Socialism shows its fundamental superiority over capitalism in that it can plan. It is not subject to the interference of blind market forces. But here the economic situation has taken the political leadership captives, as in a capitalist country, instead of their being able to control it.

Campaign against `spiritual pollution'

Realizing that to continue on this road could lead to the undoing of the Party as a whole, or what remains of it, the government several years ago opened up a campaign against "spiritual pollution" and "bourgeois liberalization." But this was attacking the symptoms rather than the causes. How could experienced, battle-scarred veterans of the revolutionary wars and the struggles against capitalism not have realized this elementary proposition of Marxism? Only because they have become captives of the system rather than its managers or directors.

The growth of corruption shows the need for broad, unimpeded discussion. As one demonstrating worker put it, democratic discussion is not inconsistent with communism. It is anti-Leninist and anti-Marxist to muzzle the press and stifle discussion. And it is counter-productive, giving the bourgeoisie an instrument to disseminate its counter-revolutionary views. When all the masses have are rumors and cryptic official pronouncements, they are prey to the bourgeois interpretation of events.

Revisionist but not counter-revolutionary

The leaders of all the different factions have been solid supporters of Deng. But it would be a bad mistake to confuse the present revisionist communist leadership with thoroughgoing bourgeois counter-revolutionaries, as some ultra-left groups have done. That is not so. Their base is in the socialist sector of China, especially the huge basic industries, notwithstanding that they have embarked on a false capitalist road. They want socialism, but with bourgeois democracy and bourgeois international connections favorable to socialism--which is a delusion.

They can pull back from disaster, but to return to the socialist road will require other leaders.
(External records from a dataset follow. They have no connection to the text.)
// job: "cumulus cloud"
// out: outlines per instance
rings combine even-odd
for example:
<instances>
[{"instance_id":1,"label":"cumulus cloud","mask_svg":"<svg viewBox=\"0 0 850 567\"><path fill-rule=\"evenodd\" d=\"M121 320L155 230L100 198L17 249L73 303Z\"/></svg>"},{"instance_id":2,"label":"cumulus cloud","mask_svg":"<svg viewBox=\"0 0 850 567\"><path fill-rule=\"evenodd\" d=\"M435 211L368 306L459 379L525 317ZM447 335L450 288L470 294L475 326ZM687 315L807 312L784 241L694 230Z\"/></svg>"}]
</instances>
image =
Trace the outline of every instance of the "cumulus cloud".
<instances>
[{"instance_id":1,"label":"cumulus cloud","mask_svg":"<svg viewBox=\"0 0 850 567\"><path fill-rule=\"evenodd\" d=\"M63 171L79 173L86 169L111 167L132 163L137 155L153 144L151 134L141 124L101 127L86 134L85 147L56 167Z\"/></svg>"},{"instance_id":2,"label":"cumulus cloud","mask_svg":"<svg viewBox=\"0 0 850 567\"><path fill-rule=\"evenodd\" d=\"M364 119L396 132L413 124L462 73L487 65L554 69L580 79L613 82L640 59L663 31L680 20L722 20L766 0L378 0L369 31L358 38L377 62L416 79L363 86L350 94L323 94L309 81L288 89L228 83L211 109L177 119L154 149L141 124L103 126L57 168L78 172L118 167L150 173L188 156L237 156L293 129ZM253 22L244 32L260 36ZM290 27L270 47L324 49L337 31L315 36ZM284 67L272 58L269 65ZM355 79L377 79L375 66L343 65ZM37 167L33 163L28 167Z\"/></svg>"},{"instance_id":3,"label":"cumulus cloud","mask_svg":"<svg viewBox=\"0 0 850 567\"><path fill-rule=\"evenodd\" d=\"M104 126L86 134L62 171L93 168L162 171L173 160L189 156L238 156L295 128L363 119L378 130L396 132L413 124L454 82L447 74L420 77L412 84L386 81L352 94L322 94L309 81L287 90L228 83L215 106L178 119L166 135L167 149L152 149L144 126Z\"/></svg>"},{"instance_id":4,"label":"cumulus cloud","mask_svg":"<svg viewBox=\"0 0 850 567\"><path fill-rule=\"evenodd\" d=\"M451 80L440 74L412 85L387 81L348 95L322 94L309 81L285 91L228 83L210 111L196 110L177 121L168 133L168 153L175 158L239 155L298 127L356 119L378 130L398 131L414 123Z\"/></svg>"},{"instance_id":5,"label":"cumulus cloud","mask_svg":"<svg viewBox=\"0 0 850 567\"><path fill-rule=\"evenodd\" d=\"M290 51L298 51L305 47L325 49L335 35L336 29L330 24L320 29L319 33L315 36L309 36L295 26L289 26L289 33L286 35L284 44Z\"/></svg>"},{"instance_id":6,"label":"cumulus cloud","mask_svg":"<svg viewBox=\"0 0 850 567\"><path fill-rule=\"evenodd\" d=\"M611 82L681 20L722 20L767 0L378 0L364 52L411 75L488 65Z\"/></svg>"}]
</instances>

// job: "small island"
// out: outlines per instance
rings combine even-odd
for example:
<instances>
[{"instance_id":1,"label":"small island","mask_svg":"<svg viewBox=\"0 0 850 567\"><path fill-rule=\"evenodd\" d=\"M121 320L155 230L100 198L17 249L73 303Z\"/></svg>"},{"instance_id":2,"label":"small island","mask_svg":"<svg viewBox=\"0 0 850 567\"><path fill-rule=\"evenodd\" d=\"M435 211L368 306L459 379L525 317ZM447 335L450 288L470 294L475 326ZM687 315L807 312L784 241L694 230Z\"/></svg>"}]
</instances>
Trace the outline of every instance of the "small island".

The relationship between the revisionist communists and the class structure of Chinese society must be seen as a dynamic one and not based on any dogma or schema which predestines them to the pursuit of the capitalist road to the very end.

It appears at the moment that the demonstrations are disintegrating, especially in Beijing. For a full-scale counter-revolution to succeed, the most important aspect would be if the workers and the rural population as a whole supported the demonstrations. Fortunately, that has not happened.

It could be that the Deng forces, who created and are responsible for this situation, may turn it around. But it is hard to believe that they can offer a truly revolutionary alternative. One can only hope that a makeshift solution will be found to give revolutionaries in and out of the Party, who want to save and advance socialism, time to redress the situation and halt the incipient bourgeois counter-revolution.